Side effects and safety
Reported mild effects include injection site reactions and transient fatigue. Moderate effects reported in self-use contexts include joint pain, muscle cramping, and headache — plausibly related to rapid shifts in muscle-tendon load distribution. The most serious theoretical risk is tumor promotion: myostatin and activin A both have tumor-suppressive properties in some cancers, and sustained suppression of these pathways in someone with an undiagnosed malignancy could accelerate tumor growth Ahmad 2025. This makes active malignancy an absolute contraindication. Activin A suppression also meaningfully reduces FSH, which can impair fertility and disrupt reproductive hormone balance — a concern for anyone planning to conceive Dorota 2021. Rapid muscle hypertrophy outpacing tendon adaptation is a structural risk specific to effective myostatin inhibition.

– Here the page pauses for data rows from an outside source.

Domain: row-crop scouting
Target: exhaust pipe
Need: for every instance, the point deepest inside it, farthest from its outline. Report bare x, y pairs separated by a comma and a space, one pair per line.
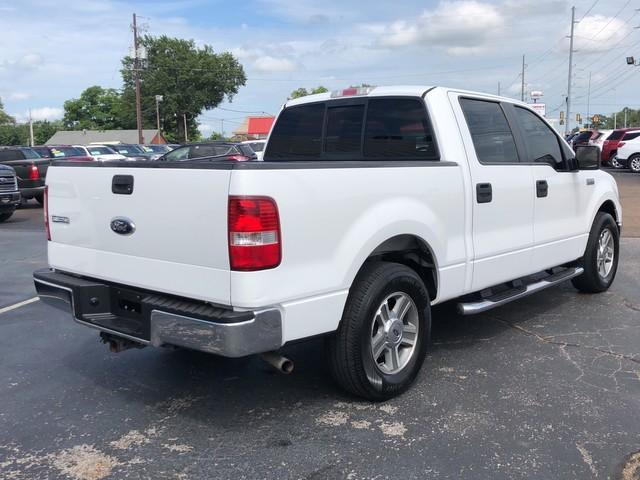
277, 361
118, 344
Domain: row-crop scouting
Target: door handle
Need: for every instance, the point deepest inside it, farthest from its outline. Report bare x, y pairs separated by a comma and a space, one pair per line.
484, 193
122, 184
542, 188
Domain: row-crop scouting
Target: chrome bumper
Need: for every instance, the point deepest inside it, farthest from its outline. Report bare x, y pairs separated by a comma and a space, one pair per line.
223, 331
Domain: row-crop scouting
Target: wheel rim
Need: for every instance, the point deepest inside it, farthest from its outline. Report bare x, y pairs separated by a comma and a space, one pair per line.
394, 333
606, 253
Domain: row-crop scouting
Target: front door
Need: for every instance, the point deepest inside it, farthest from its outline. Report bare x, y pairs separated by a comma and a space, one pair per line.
503, 194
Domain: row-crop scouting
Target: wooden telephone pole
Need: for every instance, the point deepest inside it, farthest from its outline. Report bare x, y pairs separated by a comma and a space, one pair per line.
136, 73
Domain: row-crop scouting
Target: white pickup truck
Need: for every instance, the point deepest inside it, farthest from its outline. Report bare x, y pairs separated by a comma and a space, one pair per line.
371, 205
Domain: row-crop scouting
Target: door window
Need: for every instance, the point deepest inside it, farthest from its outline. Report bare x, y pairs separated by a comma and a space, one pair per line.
541, 143
492, 137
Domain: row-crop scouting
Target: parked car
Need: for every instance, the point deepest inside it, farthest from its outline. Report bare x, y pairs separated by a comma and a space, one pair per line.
371, 205
158, 150
66, 152
30, 169
257, 146
100, 153
582, 138
610, 145
217, 151
620, 161
9, 193
628, 155
132, 151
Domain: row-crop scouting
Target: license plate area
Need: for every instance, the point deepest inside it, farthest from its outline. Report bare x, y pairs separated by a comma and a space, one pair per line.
114, 308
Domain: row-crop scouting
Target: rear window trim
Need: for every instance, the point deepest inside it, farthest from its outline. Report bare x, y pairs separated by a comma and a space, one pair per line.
359, 100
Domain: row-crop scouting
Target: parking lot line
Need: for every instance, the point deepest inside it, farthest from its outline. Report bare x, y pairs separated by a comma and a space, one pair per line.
18, 305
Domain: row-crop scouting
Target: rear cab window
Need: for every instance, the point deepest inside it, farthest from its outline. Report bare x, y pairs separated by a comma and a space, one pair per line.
360, 128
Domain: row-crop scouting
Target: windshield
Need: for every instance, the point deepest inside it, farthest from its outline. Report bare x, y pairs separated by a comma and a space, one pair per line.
128, 149
100, 151
61, 152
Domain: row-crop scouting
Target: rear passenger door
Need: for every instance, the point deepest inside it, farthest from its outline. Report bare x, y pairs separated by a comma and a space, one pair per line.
503, 194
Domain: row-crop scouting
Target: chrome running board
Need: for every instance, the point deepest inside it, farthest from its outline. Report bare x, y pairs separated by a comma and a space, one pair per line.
493, 301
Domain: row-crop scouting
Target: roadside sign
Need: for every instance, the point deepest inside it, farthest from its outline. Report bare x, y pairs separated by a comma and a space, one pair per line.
539, 108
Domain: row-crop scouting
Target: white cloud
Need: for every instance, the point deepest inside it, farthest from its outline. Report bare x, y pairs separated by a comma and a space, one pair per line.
270, 64
459, 27
598, 33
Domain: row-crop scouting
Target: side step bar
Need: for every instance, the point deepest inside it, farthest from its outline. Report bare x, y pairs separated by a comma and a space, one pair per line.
487, 303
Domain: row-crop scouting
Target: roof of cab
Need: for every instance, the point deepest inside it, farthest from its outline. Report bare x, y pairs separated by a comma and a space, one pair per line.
398, 90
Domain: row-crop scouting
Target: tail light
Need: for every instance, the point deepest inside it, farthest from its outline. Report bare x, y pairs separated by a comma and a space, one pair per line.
254, 233
34, 174
46, 212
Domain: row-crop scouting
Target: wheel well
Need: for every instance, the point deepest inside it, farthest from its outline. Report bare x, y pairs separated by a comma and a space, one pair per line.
610, 208
413, 252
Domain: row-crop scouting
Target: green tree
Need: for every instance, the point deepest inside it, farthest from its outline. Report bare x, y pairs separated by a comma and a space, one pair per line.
97, 109
190, 79
5, 118
303, 92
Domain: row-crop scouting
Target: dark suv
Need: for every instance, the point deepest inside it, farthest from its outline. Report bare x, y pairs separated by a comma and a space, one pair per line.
9, 194
30, 169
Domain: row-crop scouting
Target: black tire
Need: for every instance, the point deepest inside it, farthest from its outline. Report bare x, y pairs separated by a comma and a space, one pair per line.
591, 281
349, 350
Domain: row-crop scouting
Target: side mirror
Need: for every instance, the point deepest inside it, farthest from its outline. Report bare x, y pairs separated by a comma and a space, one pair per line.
588, 157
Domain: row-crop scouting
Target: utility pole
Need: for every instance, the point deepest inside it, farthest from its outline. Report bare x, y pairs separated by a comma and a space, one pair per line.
136, 73
567, 127
159, 98
186, 135
589, 101
31, 130
522, 88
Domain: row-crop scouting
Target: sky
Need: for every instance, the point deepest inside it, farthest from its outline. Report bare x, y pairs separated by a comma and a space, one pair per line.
51, 50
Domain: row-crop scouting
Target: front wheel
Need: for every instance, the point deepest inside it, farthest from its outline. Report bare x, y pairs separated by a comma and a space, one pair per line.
600, 260
382, 339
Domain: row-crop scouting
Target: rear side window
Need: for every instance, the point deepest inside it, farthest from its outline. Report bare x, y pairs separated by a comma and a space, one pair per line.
631, 135
398, 128
541, 143
6, 155
344, 129
297, 133
492, 137
616, 135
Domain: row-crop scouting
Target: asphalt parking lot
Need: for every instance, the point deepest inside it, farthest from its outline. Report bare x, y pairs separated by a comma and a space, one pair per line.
545, 388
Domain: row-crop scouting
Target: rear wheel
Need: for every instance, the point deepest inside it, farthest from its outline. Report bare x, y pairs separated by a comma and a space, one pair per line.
382, 339
600, 260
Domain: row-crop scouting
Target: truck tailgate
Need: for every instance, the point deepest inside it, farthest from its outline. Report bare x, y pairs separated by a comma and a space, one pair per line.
179, 245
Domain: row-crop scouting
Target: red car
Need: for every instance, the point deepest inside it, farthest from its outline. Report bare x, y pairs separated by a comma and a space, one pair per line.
610, 145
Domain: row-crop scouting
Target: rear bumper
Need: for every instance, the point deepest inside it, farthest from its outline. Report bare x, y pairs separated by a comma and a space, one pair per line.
152, 319
9, 201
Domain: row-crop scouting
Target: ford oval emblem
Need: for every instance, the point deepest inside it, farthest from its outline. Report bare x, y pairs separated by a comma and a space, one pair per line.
123, 226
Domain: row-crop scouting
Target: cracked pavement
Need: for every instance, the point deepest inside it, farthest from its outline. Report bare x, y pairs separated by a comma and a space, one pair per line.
544, 388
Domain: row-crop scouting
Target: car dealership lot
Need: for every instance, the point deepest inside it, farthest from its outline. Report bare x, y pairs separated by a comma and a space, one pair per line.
545, 388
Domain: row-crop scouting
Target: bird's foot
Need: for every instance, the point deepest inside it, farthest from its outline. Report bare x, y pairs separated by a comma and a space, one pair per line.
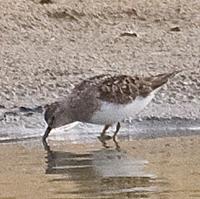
103, 139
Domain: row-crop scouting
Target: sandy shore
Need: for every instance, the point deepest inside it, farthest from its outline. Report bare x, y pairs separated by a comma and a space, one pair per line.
158, 168
45, 48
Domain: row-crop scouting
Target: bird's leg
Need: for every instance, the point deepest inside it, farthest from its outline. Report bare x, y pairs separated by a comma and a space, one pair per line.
103, 133
103, 137
116, 131
46, 134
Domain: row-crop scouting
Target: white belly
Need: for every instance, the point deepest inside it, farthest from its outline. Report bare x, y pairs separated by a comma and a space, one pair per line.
111, 113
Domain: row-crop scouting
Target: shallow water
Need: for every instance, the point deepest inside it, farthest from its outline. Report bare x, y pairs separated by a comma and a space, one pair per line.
152, 159
150, 168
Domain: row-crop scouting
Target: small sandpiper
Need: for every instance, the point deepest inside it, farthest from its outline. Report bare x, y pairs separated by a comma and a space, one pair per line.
106, 100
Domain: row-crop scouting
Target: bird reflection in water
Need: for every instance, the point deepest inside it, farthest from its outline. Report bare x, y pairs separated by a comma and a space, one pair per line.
103, 173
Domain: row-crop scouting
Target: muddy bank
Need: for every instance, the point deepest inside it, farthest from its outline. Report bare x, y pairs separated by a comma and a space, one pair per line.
45, 48
154, 168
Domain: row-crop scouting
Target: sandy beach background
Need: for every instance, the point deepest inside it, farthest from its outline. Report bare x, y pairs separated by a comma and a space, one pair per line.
47, 46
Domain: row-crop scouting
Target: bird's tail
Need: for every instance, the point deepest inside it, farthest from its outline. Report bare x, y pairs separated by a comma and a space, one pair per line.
160, 79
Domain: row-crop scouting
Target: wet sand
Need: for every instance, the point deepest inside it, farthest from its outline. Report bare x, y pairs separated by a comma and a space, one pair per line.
151, 168
46, 48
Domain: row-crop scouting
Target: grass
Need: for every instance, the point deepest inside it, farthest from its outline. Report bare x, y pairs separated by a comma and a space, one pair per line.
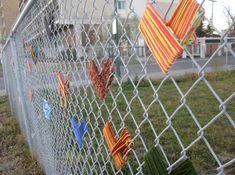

Long-term safety data for injectable follistatin-344 protein in humans simply does not exist — the compound has not been studied in this form in any published long-term human trial.
Bottom line
The biological rationale for follistatin-344 is solid — blocking myostatin does increase muscle mass, and the pathway is genuinely relevant to muscle disease and aging — but the human clinical evidence is almost entirely from gene therapy, not injectable protein, and cannot be directly applied to subcutaneous dosing. Anyone considering it should weigh a real mechanistic basis against essentially zero controlled human safety data for the injectable form, meaningful reproductive and oncological risks, and the structural hazard of muscle growing faster than tendons can handle.